Er war ein kluger Mann mit einem wunderbaren schwarzen Humor. Nun ist der israelische Schriftsteller Yoram Kaniuk
mit 83 Jahren verstorben.

Mich interessiert das alles nicht mehr. Ich spreche darüber, weil Sie mich fragen. Doch zwei Minuten nach unserem Gespräch werde ich nicht mehr daran denken.« Mit diesen Sätzen endet ein Interview, das der Autor dieses Nachrufs im April 2012 für die Jungle World mit Yoram Kaniuk führte. Es ging in dem Gespräch um die diffamierenden Äußerungen von Günter Grass über Israel. Kaniuk wirkte dabei sehr müde und resigniert. Seine jahrelange Krebserkrankung, sein Alter, aber auch all die vielen, scheinbar vergeblichen Kämpfe, die er in seinem Leben geführt hatte, forderten ihren Preis. Andererseits waren Resignation und Pessimismus so etwas wie die Leitmotive seines Lebens. Erst vor wenigen Wochen sagte Kaniuk in einem Interview: »Ich hab’s nicht geschafft. Ich bin kein erfolgreicher Schriftsteller geworden.« Dabei war er in Israel für seinen letzten Roman »1948«, der erst dieses Jahr auf Deutsch erschien, sogar mit dem renommierten Sapir-Preis ausgezeichnet worden. Das allerdings hatte den Schriftsteller selbst vielleicht am meisten überrascht.
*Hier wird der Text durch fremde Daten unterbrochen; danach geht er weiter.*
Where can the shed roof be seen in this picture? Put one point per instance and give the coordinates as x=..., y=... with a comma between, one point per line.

Kaniuk hatte in den vergangenen Jahrzehnten immer das Schlimmste erwartet, zugleich jedoch auf das Beste gehofft – nur so konnte er wohl all die politischen, kulturellen und sozialen Auseinandersetzungen führen, die mit ihm verbunden werden. Kaniuk befasste sich in seinen 17 Romanen – außerdem verfasste er mehrere Kinderbücher und diverse Kurzgeschichten – zumeist mit den großen Themen: der Shoa, der Geschichte und Gegesnwart des Staates Israel, Deutschen und Juden, Israelis und Palästinensern, dem Leben und dem Tod. Er wurde mit vielen Preisen ausgezeichnet, seine Bücher wurden in 25 Sprachen übersetzt.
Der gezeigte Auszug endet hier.